City-Specific Fallout
In a financial hub, media reports say up to a 20% of hotels and restaurants are already completely or partially closed as cylinder availability tighten. In the southern cities of Bengaluru and Chennai, some establishments say their gas stocks have dwindled with scarce alternatives. "Our menu is reduced to coffee and no other dishes - it is extremely difficult. Operations will be impacted," says a chain proprietor in Bengaluru.
Restaurant operators are scrambling to adapt. "Food options are being cut, some are skipping midday meals and operating solely in the evening," an industry representative says, adding that closures are changing as supplies come and go. "A number of eateries in Delhi were shut yesterday - some have resumed operations. It's a fluid situation."
Retailers report a spike in sales of electronic cooking appliances, with some saying they are facing stockouts.
Government Stance
Yet, the authorities states there is no shortage.
India has more than a vast number of domestic LPG users and authorities say cylinders are being reallocated to households as tensions from the war in the Gulf impact energy markets.
Approximately six out of ten of India's LPG is imported, and about the vast majority of those shipments pass through the key maritime route, the narrow Gulf chokepoint now largely blocked by the conflict.
The oil ministry says that it instructed refineries to maximise LPG output for domestic use, lifting domestic production by about a quarter. Business-grade fuel is being reserved for vital industries such as healthcare and education, while distribution will be "equitable and clear".
"A degree of anxious stocking and hoarding has been triggered by false reports. The regular refill period for home fuel remains about under three days," says a government spokesperson.
Growing Panic
Now the concern is moving beyond kitchens. On digital platforms, a widely shared video from Chennai shows a extended procession of motorbikes outside a gas outlet. "Concern is genuine," the caption reads.
According to reports from market experts, concerns about India's broader energy security may be premature.
India imports almost all of its crude oil. Around 50% of its oil purchases - about millions of barrels a day - travel through the strait, largely from regional suppliers.
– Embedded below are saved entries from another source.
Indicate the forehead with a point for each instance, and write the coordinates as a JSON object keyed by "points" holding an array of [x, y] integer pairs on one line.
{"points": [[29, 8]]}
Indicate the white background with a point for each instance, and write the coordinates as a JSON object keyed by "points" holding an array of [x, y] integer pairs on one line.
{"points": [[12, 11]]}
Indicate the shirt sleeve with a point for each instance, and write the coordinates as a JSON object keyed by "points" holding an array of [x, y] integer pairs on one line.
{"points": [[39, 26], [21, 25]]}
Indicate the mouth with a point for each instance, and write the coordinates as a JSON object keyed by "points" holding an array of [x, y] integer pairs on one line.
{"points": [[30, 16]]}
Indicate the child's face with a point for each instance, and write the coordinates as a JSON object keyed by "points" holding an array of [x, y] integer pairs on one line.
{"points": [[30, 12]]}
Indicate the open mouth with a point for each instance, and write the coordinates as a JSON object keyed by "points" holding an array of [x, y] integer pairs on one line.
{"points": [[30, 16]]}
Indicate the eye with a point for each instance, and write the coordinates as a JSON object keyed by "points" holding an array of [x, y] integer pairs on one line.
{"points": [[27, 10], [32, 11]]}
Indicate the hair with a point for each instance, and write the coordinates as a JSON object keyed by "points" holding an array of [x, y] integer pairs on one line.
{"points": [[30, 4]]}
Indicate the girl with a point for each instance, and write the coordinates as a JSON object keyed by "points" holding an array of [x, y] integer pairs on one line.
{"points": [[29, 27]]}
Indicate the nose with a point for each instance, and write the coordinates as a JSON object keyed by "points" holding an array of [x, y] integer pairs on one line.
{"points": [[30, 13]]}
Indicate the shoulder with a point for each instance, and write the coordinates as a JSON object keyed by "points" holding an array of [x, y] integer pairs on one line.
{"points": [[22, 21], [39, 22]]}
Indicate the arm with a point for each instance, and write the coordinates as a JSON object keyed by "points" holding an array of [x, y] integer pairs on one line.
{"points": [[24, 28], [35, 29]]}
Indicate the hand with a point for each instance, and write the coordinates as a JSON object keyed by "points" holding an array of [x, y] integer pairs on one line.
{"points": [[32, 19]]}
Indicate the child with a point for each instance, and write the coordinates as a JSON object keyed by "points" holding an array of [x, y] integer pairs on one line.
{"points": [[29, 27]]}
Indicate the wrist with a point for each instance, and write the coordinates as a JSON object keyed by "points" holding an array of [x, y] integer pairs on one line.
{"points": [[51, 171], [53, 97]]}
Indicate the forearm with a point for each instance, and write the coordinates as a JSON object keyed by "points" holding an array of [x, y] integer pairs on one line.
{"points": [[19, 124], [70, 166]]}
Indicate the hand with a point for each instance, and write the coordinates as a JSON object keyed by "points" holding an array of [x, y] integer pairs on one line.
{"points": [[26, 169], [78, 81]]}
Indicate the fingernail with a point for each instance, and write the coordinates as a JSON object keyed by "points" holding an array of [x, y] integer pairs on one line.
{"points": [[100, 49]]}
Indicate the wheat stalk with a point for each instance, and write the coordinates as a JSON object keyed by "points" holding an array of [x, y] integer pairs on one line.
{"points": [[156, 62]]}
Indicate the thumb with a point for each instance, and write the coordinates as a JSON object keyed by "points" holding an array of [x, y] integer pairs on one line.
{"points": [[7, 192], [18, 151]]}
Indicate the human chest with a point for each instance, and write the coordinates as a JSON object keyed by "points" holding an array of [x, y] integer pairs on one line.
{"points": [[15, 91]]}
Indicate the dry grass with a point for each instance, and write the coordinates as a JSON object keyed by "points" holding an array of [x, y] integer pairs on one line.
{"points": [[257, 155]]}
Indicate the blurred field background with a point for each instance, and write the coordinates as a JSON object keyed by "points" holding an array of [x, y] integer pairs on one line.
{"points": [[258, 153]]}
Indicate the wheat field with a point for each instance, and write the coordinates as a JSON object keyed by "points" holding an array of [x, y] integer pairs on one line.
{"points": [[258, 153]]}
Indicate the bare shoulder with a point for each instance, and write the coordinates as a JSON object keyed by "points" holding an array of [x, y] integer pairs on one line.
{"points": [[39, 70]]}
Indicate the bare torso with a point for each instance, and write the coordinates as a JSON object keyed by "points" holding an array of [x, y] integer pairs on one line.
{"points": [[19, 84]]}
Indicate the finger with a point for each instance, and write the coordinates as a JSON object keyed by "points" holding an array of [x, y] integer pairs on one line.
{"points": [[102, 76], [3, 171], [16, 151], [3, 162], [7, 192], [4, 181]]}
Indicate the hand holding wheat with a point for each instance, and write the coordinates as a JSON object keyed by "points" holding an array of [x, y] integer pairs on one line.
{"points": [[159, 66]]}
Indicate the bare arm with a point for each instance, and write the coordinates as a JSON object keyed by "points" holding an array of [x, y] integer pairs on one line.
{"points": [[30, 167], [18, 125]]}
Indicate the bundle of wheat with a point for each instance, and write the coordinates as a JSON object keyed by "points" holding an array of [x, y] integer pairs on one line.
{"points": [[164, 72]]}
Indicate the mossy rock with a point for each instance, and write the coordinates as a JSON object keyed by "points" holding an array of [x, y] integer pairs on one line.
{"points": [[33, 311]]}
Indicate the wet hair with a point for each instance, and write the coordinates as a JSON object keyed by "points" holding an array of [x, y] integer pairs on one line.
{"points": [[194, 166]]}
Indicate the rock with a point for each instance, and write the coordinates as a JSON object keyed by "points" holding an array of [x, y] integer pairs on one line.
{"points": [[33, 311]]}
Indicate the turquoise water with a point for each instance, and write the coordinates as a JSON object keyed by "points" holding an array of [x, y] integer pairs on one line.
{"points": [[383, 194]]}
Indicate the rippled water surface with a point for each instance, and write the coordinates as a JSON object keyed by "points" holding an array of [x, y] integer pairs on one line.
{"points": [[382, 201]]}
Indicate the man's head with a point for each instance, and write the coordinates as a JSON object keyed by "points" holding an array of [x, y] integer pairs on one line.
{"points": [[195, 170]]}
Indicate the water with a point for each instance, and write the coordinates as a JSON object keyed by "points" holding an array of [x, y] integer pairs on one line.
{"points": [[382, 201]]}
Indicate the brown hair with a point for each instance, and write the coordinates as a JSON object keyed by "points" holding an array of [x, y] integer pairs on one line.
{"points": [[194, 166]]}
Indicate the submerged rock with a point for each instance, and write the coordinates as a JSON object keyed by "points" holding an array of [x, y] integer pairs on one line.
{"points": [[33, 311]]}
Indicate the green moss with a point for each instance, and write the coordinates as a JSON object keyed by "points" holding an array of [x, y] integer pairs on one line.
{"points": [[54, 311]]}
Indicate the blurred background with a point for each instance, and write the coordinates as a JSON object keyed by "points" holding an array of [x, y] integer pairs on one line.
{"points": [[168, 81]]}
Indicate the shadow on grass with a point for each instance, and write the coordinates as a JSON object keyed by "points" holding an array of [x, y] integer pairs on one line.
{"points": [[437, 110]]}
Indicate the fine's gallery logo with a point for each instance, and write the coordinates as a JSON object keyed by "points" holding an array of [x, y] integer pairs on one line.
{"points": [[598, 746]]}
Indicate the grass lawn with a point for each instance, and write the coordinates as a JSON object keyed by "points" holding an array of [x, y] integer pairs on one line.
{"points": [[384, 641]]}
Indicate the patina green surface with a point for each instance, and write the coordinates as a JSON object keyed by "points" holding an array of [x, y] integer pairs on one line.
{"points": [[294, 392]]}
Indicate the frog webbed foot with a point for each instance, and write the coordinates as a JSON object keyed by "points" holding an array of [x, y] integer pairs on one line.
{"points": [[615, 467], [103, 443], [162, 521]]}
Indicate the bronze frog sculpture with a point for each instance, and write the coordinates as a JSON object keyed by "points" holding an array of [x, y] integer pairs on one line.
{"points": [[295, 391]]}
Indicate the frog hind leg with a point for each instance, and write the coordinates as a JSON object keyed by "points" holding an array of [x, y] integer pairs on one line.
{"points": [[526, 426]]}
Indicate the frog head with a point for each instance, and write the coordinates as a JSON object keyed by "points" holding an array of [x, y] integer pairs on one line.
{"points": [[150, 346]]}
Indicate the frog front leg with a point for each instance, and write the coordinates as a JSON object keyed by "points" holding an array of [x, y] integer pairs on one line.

Even if crude flows through the Strait of Hormuz are blocked, the shortfall could be partly offset by higher imports of discounted Russian crude, according to a refinery and oil markets analyst.
Based on vessel tracking and expert analysis, incremental Russian crude imports could reach around a significant volume of barrels a day, lessening India's effective shortfall from exposure to the Strait of Hormuz to about 1.6 million barrels a day.
"Tens of millions of Russian oil barrels are currently on the water in the Indian Ocean and, with only India and China as major buyers, those barrels remain a ready fallback," an analyst noted.
LPG: The Real Vulnerability
The key weakness is cooking gas, experts note.
India consumes roughly 1 million barrels a day, but produces only a minority share domestically, importing the rest - the vast majority through the Strait.
Refineries can tweak operations to squeeze out a bit more LPG, but even a moderate increase would only raise domestic supply to about around half of demand, leaving the country significantly leaning on imports.
In short: "Crude supply risk can be moderately reduced through diversification. Processed petroleum stocks remains largely sufficient. LPG availability is the critical issue to track in the coming weeks."
What may be intensifying the panic on the ground is not just tight supply but uneven distribution - and the common threat of stockpiling.
An industry representative states opportunistic profiteering.
"Distributors are taking advantage of the situation - illegally trading canisters and selling them at a inflated price. In one small town, I heard of cylinders being hoarded and sold to the highest bidder."
For now, India's petroleum stocks may be protected by global trade flows. But in homes across the country, the more urgent issue is simple: how to get the next gas canister.